Economic grades of nickel, copper and cobalt remain confined to the roughly west-to-east striking band of known zones at Voisey’s Bay, Labrador, reports Inco (n-t).
The major’s Voisey’s Bay Nickel unit continues to explore Block 1, the claim block on which all the known reserves and resources of the Voisey’s Bay project have been found. The length of the newest zone, Reid Brook, has been extended to 1,100 metres. This zone lies beneath, but is partly contiguous with, the Discovery Hill portion of the relatively low-grade Western Extension zone. The Reid Brook zone remains open to the east. Inco reports that the latest hole at Reid Brook hit 30 metres of massive sulphide mineralization at 800 metres below surface.

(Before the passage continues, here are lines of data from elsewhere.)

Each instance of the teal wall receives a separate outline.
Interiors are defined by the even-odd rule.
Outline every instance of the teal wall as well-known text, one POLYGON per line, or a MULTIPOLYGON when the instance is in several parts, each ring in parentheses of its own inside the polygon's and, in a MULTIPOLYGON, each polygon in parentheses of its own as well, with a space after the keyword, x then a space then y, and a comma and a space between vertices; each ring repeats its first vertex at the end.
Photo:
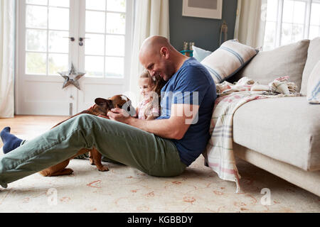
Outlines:
POLYGON ((182 0, 169 0, 170 42, 178 50, 183 42, 193 41, 208 50, 219 47, 220 29, 223 20, 228 24, 228 39, 233 39, 238 0, 223 0, 221 20, 182 16, 182 0))

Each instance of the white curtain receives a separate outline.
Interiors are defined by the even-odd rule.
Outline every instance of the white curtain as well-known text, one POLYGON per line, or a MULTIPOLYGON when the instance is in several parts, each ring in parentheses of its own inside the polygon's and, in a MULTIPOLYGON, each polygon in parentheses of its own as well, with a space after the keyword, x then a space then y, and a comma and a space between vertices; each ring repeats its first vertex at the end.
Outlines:
POLYGON ((252 48, 262 48, 266 16, 267 0, 238 0, 235 38, 252 48))
POLYGON ((0 0, 0 118, 14 117, 15 1, 0 0))
POLYGON ((139 51, 143 41, 150 35, 169 38, 169 0, 136 1, 134 14, 129 96, 137 105, 139 99, 139 76, 144 70, 139 61, 139 51))

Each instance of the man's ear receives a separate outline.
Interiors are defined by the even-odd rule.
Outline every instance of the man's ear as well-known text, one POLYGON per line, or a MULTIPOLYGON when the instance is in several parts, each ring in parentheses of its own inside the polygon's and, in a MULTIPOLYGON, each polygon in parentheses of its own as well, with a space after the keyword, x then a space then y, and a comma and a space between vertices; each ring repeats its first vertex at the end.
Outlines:
POLYGON ((162 47, 160 49, 160 55, 161 57, 164 57, 166 59, 168 59, 169 57, 169 50, 166 47, 162 47))
POLYGON ((105 109, 112 109, 112 101, 109 99, 105 99, 102 98, 95 99, 95 103, 99 106, 103 107, 105 109))

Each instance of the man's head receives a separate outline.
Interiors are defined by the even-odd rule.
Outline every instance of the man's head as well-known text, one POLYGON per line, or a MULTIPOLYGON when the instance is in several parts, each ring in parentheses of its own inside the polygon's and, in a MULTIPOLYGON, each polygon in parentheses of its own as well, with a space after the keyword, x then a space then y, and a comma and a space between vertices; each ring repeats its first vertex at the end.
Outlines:
POLYGON ((169 80, 177 71, 178 52, 168 39, 154 35, 146 39, 140 49, 139 59, 151 76, 160 75, 169 80))

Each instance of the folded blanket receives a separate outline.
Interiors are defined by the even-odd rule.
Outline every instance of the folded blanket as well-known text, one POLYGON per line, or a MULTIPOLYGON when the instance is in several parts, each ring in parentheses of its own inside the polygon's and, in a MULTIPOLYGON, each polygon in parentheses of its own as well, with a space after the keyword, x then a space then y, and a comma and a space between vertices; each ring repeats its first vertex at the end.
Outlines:
POLYGON ((238 193, 240 189, 233 150, 233 119, 235 111, 242 104, 255 99, 299 96, 297 87, 289 82, 289 77, 279 77, 268 85, 260 84, 243 77, 236 84, 228 82, 216 84, 218 98, 215 103, 210 126, 210 138, 203 153, 206 164, 220 178, 235 182, 238 193))

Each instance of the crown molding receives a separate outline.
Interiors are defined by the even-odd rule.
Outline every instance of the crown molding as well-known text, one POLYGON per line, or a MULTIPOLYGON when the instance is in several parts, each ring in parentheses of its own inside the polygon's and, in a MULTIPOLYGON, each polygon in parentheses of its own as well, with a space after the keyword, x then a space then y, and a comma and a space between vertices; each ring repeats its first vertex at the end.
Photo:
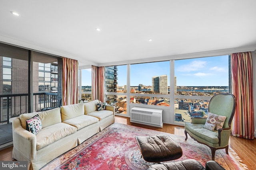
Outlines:
POLYGON ((232 53, 241 53, 247 51, 254 51, 256 53, 256 45, 252 45, 233 48, 208 51, 178 55, 169 55, 163 57, 156 57, 153 58, 143 59, 137 60, 127 60, 121 62, 108 63, 98 64, 99 66, 120 65, 127 64, 142 63, 145 63, 166 61, 170 60, 192 59, 198 57, 216 56, 218 55, 230 55, 232 53))

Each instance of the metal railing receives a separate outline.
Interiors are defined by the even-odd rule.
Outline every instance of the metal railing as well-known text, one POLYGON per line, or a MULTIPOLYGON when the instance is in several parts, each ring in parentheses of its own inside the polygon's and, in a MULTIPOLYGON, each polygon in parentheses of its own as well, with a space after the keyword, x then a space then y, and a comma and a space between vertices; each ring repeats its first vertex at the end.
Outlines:
MULTIPOLYGON (((28 112, 28 94, 12 94, 0 95, 0 124, 9 123, 10 118, 28 112)), ((33 94, 33 111, 45 107, 58 107, 58 94, 33 94)))

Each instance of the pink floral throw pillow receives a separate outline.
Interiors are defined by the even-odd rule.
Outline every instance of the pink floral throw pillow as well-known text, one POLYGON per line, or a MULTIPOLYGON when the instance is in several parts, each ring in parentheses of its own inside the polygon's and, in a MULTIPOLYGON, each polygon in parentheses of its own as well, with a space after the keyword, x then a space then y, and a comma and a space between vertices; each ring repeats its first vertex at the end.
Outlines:
POLYGON ((218 130, 219 129, 222 128, 226 118, 226 116, 217 115, 209 112, 206 123, 207 123, 215 125, 215 130, 218 130))
POLYGON ((26 130, 36 135, 42 129, 42 122, 38 115, 26 121, 26 130))

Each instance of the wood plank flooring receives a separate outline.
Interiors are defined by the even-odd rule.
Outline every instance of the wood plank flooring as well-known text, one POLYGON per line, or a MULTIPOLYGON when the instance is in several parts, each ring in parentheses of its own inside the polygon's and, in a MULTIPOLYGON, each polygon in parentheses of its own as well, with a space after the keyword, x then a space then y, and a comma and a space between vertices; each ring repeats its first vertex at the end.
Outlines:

Grades were not released.
Sixty-five holes have now been drilled on the Reid Brook zone, and a preliminary estimate of its resource and of the shallow resources of the Discovery Hill zone is being calculated.
Ninety-six drill holes have been completed on Eastern Deeps, where nickel-copper-cobalt mineralization ranges from 600 to 1,000 metres below surface. Inco reports that drilling several kilometres beyond the known limits of Eastern Deeps had resulted in intervals of nickel and copper sulphide mineralization. However, no economic grades have been encountered.
Several kilometres east of Inco’s drills, a joint venture consisting of Columbia Yukon Resources (cyr-a), International CanAlaska Resources (ica-v) and Falconbridge (fl-t) continues to search for an eastern extension of Eastern Deeps but has yet to come across any economic nickel-copper-cobalt grades.
Inco’s next geophysical targets include areas south of the Western Extension zone and an area north of the Ovoid and Eastern Deeps zones, where troctolite chemically identical to that found within the known mineralized zones has been found.
As of early July, nearly 200,000 metres in 400 holes had been drilled at Voisey’s Bay.
Meanwhile, the 26-day strike at Inco’s Sudbury operations took its toll on the company’s second-quarter earnings. Income amounted to US$16 million, compared with US$61 million in the same period in 1996.
The strike materialized on the books as a US$20-million after-tax expense, and this — combined with lower realized prices for nickel, cobalt and copper, and increased production costs, due in part to a scheduled reconstruction of one of the furnaces at PT Inco in Indonesia — had an unwelcome effect on Inco’s bottom line.